Moai: Okinawa's Ultimate BFF Group (and the Secret to Longevity)

Gather ye 'round. I've got a tale to tell, a story that's going to knock your socks off. It's about a group of people who've unlocked the secret to longevity, and it's not because they've stumbled upon some mythical fountain of youth or a clandestine anti-aging potion. Nope, it's because they've mastered the art of connection. 

Let's take a trip to Okinawa, Japan, a place where people live longer, better lives than almost anywhere else on this big blue marble.

It's one of the original "blue zones," AKA longevity hotspots. The secret to their success? Moai

Moai, my friends, is a social support group that starts in childhood and extends into the 100s. It's a tradition that's been around for centuries, originally serving as a village's financial support system. Today, it's a cultural cornerstone for companionship, a lifeline of connection in a world that often feels disconnected.

In the quaint neighborhoods of Okinawa, friends gather for a common purpose. They share advice, gossip, and even financial assistance when needed. They call these groups their moai.

Your moai is your committed, life-long friend circle.
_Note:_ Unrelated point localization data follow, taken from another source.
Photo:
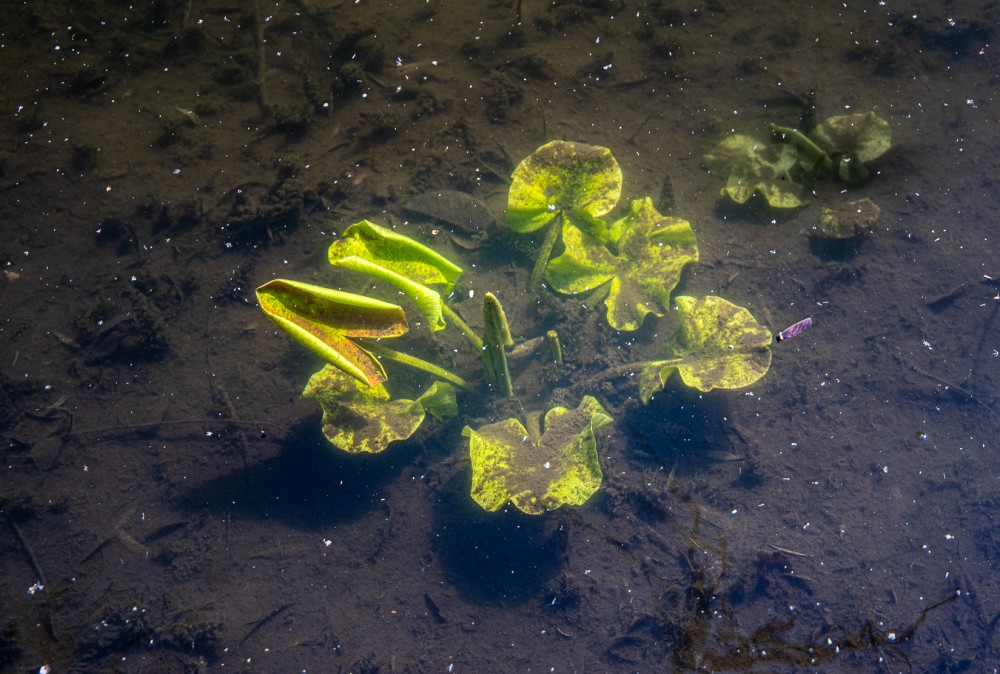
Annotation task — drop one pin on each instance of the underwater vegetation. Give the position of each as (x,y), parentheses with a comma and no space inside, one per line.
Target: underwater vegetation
(632,264)
(781,170)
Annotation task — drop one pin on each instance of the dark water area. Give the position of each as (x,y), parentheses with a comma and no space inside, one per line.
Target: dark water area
(170,503)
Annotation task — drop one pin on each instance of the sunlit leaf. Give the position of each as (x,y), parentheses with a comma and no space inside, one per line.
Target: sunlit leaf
(560,468)
(583,182)
(641,267)
(324,321)
(717,345)
(404,263)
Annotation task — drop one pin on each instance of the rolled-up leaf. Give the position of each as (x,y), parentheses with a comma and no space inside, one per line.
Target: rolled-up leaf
(325,320)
These groups aren't just fair-weather friends. They're lifelong companions, a second family. They meet regularly for work, play, and to pool resources. Some moais have lasted over 90 years! 
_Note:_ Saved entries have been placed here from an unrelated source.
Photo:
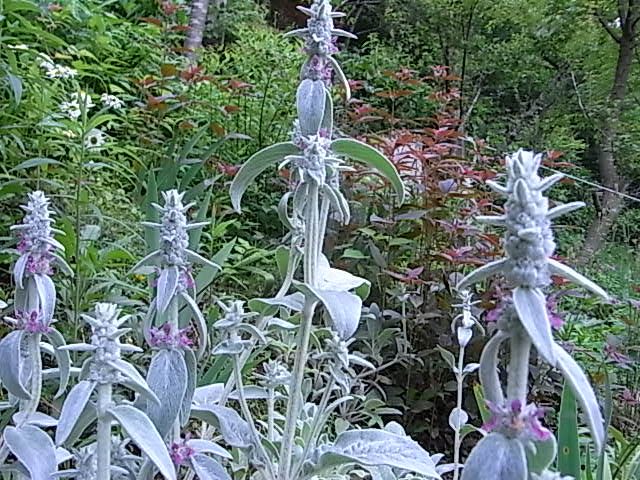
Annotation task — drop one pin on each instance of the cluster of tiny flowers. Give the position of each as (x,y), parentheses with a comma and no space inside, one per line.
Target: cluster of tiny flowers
(180,452)
(73,109)
(167,336)
(111,101)
(174,239)
(514,420)
(30,322)
(36,242)
(53,70)
(528,239)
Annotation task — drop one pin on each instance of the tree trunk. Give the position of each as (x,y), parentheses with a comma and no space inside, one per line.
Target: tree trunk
(197,23)
(608,167)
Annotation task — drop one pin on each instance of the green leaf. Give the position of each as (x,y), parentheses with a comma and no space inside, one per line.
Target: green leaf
(364,153)
(257,164)
(36,162)
(568,440)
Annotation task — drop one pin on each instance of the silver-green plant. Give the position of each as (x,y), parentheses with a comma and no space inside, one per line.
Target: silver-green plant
(92,400)
(518,447)
(300,448)
(20,350)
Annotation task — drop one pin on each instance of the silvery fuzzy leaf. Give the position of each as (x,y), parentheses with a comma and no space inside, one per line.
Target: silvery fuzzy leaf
(208,394)
(207,468)
(207,446)
(542,455)
(73,407)
(167,378)
(234,429)
(47,293)
(134,380)
(310,101)
(489,369)
(192,381)
(531,306)
(343,308)
(557,268)
(491,268)
(372,447)
(458,418)
(336,279)
(201,324)
(496,457)
(584,394)
(294,302)
(150,259)
(62,357)
(167,286)
(144,434)
(37,419)
(11,359)
(257,164)
(18,270)
(34,450)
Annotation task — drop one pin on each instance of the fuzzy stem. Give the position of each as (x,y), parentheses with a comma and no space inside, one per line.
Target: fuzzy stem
(295,396)
(104,432)
(456,441)
(28,407)
(518,372)
(249,418)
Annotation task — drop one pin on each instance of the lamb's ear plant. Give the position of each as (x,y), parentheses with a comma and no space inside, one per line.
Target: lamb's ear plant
(297,447)
(20,350)
(92,400)
(518,447)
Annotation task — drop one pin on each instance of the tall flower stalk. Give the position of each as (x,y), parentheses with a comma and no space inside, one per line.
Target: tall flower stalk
(518,447)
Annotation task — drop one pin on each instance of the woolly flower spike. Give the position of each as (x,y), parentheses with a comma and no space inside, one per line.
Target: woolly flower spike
(517,421)
(105,362)
(320,43)
(174,279)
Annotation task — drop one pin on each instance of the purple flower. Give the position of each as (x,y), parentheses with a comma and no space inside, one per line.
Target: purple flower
(180,452)
(515,420)
(168,337)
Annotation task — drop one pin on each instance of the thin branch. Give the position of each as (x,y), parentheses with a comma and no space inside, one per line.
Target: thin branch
(608,29)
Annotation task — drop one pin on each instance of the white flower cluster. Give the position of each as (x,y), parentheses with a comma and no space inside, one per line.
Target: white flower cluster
(111,101)
(54,70)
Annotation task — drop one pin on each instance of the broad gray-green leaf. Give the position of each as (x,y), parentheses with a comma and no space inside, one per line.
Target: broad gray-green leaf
(532,312)
(134,380)
(11,361)
(364,153)
(343,308)
(207,468)
(257,164)
(62,357)
(167,378)
(167,285)
(34,450)
(488,373)
(74,405)
(234,429)
(47,293)
(584,394)
(144,434)
(207,446)
(192,381)
(564,271)
(310,101)
(544,456)
(496,457)
(372,447)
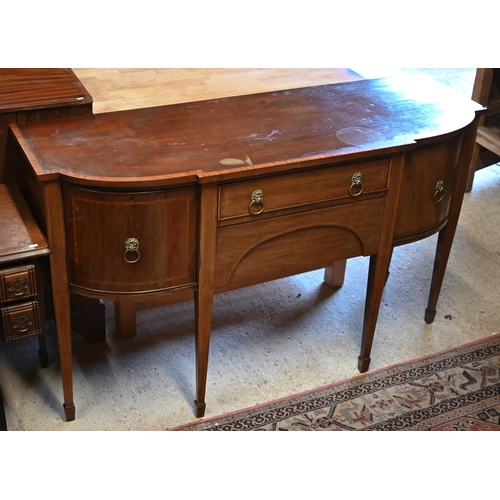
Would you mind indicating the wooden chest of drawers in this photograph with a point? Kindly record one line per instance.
(21, 284)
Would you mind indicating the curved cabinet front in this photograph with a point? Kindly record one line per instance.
(427, 186)
(130, 242)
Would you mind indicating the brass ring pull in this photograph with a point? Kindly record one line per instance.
(256, 198)
(439, 191)
(356, 187)
(132, 246)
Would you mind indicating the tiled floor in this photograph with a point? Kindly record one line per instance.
(268, 341)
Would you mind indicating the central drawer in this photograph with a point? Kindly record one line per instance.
(282, 246)
(295, 190)
(131, 242)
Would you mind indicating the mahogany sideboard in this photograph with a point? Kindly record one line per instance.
(151, 206)
(33, 94)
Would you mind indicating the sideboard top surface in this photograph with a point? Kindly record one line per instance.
(221, 138)
(23, 89)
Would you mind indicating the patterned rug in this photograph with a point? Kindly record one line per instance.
(454, 390)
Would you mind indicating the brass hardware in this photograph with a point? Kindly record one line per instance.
(439, 191)
(356, 187)
(257, 198)
(132, 246)
(17, 287)
(22, 323)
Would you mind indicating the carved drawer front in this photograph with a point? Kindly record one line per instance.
(283, 246)
(290, 191)
(20, 320)
(426, 190)
(17, 283)
(131, 242)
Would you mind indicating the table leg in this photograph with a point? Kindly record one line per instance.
(203, 313)
(447, 234)
(334, 275)
(60, 288)
(125, 318)
(377, 273)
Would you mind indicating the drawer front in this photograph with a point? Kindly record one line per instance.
(131, 242)
(17, 283)
(20, 320)
(426, 189)
(283, 246)
(301, 189)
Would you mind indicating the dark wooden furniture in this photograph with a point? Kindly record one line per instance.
(21, 279)
(34, 94)
(486, 91)
(158, 205)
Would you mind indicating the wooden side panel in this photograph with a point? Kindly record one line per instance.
(279, 247)
(99, 223)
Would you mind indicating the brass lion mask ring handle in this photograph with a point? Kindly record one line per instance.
(131, 247)
(256, 206)
(356, 187)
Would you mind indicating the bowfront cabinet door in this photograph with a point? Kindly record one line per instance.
(126, 242)
(428, 183)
One of the women researchers met in Okinawa was Klazuko Manna, the youngest of her moai at 77 years old. She stressed that it isn't just about gossip and chatter — it's deep support and respect for each other. "Each member knows that her friends count on her as much as she counts on her friends. If you get sick or a spouse dies or if you run out of money, we know someone will step in and help. It's much easier to go through life knowing there is a safety net."

And isn't that the truth? We all need a safety net, a crew, a group of people who've got our backs no matter what. 
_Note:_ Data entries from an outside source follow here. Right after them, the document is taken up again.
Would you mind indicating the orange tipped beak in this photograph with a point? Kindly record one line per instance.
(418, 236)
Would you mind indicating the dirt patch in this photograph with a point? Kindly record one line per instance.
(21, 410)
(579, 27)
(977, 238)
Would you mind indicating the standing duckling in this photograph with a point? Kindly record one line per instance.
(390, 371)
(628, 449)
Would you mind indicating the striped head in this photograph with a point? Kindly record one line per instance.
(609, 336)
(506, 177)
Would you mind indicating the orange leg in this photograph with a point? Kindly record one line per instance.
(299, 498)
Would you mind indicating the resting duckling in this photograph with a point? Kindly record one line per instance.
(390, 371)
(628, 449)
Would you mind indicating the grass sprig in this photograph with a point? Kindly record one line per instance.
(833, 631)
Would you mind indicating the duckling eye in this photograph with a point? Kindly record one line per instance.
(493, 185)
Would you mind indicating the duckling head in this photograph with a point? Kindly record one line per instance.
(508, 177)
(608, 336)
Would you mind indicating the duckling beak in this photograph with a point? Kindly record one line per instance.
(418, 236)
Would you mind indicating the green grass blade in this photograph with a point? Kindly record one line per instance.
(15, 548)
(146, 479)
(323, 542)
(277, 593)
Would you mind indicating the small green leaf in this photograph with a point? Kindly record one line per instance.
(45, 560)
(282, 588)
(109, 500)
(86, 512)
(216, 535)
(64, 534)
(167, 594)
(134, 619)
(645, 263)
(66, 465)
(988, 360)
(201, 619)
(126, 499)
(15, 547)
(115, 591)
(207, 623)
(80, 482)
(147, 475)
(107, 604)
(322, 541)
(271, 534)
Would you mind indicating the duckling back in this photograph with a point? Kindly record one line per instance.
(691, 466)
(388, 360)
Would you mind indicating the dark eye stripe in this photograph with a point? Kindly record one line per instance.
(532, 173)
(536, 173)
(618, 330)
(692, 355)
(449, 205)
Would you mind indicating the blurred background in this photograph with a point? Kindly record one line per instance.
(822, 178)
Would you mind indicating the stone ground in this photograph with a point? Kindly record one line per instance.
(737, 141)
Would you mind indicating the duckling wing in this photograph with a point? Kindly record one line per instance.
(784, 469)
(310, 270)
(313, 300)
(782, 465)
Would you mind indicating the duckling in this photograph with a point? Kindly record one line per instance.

The security and support of your crew is good for your health.

Research shows that your social connections can have a long-term impact on your health and happiness. You mimic the habits of your three closest friends. If you share similar values, healthy habits, and life goals, then you're likely to experience less stress, be happier, and live longer. 

In Okinawa, members of a moai experience the stress-shedding security of knowing that there is always someone there for them. With each happy friend you add to your network, you increase your happiness by 15 percent. Happiness is contagious, folks. 

Okinawan women, on average, live eight years longer than American women. Their moai is likely an important component of their long lives. In all five blue zone cultures, social connectedness is ingrained into the culture. 

So, what's the takeaway here? Find your crew. Cultivate your sense of belonging. It will add years to your life AND life to your years.